DAY 8 - De-clutter your physical workspace and shipping station
De-clutter:
The creative mind seems to have a particular propensity for clutter. Those creative juices are flowing, we're trying to translate a vision from the mind's eye to the crafter's hands, we just need to check a few more color balances on that new archival paper. And somehow, our space just gets away from us. Today's projects, tomorrow's plans from the new set of materials we brought in yesterday. And so many horizontal surfaces to set it on (and so many vertical surfaces to pin things on!).
STOP THE MADNESS! It's time to declutter, folks. Nothing gets the imagination flowing like a clean, blank slate. Nothing lets you fill orders quicker and more efficiently than a well organized space.
But there's just so much to tackle! Where to start? Refold the pile of fabrics? Put the pens in order by color spectrum? Actually file that pile of receipts?
I suggest we take a page from FlyLady. For more in-depth descriptions of these steps, visit here:
http://www.flylady.net/d/getting-started/flying-lessons/decluttering-15-minutes/1. Get a timer. We're working in 15 minute increments here. No more, no less. 15 minutes, then do some work on your orders, admining, looking after the dog, whatever. Then another 15 minutes. This is not an all-day-cleaning-with-nothing-else work day. It is also not a procrastinate-until-most-of-the-day-is-gone work day. Anybody can do anything for 15 minutes.

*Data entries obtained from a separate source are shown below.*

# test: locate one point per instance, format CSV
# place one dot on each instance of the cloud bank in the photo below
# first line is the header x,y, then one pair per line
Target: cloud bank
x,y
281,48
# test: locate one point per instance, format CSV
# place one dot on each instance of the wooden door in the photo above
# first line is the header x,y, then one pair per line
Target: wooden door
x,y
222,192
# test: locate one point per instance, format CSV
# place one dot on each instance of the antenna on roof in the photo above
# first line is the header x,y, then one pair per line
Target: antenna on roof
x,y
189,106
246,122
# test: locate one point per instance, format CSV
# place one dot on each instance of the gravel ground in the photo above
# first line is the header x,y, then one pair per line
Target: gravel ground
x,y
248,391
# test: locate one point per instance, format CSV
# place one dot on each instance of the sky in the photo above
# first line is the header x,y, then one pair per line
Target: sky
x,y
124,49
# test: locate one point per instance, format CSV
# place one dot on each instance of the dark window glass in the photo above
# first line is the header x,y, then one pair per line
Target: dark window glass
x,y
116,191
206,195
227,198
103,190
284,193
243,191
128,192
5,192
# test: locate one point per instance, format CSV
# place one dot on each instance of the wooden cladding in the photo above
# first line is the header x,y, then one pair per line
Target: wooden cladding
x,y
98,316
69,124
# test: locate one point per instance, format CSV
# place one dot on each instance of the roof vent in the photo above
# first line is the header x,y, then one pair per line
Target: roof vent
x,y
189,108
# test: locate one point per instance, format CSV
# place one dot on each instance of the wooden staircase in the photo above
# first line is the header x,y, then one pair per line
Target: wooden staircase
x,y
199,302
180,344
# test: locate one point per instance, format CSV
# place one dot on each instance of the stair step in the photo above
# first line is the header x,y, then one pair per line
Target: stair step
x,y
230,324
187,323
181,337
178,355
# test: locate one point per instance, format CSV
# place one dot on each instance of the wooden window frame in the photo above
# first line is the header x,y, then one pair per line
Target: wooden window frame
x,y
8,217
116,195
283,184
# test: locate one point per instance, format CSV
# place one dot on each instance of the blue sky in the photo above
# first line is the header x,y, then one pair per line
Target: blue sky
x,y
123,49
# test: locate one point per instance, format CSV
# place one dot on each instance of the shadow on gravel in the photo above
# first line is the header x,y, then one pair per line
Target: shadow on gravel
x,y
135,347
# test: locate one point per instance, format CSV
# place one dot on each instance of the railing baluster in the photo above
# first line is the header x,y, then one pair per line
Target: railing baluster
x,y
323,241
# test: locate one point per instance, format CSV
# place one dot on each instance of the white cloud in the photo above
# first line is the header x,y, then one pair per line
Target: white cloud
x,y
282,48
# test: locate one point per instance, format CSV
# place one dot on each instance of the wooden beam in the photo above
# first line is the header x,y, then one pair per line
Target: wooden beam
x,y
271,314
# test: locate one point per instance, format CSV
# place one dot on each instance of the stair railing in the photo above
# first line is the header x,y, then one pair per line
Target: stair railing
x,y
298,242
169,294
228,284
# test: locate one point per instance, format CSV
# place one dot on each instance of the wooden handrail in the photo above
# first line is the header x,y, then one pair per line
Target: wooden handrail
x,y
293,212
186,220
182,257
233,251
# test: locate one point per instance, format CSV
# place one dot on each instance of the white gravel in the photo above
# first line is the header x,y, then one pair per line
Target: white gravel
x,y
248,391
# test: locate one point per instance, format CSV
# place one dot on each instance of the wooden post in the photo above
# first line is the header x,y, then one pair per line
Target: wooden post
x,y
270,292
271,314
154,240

2. 27 things. Go through your work area with a garbage bag and throw 27 things away. Small, large, old eraser cap or new marker that didn't work like it was supposed to. Take it out to your garbage bin immediately.
3. Another 27 things. Grab a box and gather 27 things to donate. Those of us working with textiles know we have several bundles of 27 somethings that could go. Those of you in jewelry, maybe not so much. But aim high, nonetheless.
4. Conquer the Hot Spot - that one area that as soon as you clear it, starts to gather things again. Handle it. Then figure out a way to make it unavailable. Put a pretty decorative something or other there till you break the habit. Or put a receipts and mail organizer there, if that's what collects there.
5. 5 Minute Rescue. Go to your secondary storage area and spend 5 minutes starting to weed through it. 5 minutes ever day until it's nicely organized and you've meshed it seamlessly with your main work area.
6. Designate zones. Now that you've gotten things in place and organized, split your workshop into 4-5 zones. Each week, spend 5-15 minutes in each zone. Every month, you will have managed to deep clean/organize every space within your work space.
SHIPPING
Sit down and actually draw the flowchart of your shipping. From the moment you receive an order to the moment you know your customer has it in hand, what are the steps you take.
Now look at your shipping station. Whether you have a designated table with handy shelves or if there's an old cleaning caddy now filled with Scotch tape, mailing labels, and Moo cards that you keep under your bed till it's time to send things - see if it's orderly and kept in a way that lets you move through your flow chart easily.
Would it help to make a checklist for putting an order together?
are simple things like writing instruments, then tape, then tags, then shipping labels arranged left to right (or right to left) so you can just move across the space to complete a package?
Efficiency matters. We focus on getting our production streamlined and making times down, but then can spend 20-30 minutes trying to figure out where we set the non-fabric scissors, what to use when we've run out of the small cello bags, etc. Organize it and treat it as one more use of your time that must be made as efficient as possible.
Got a system that works great? Give us a few hints on it. Need a hand with ideas? Tell us your sticky areas. Found an amazing picture of the best ever workspace online? let us see it!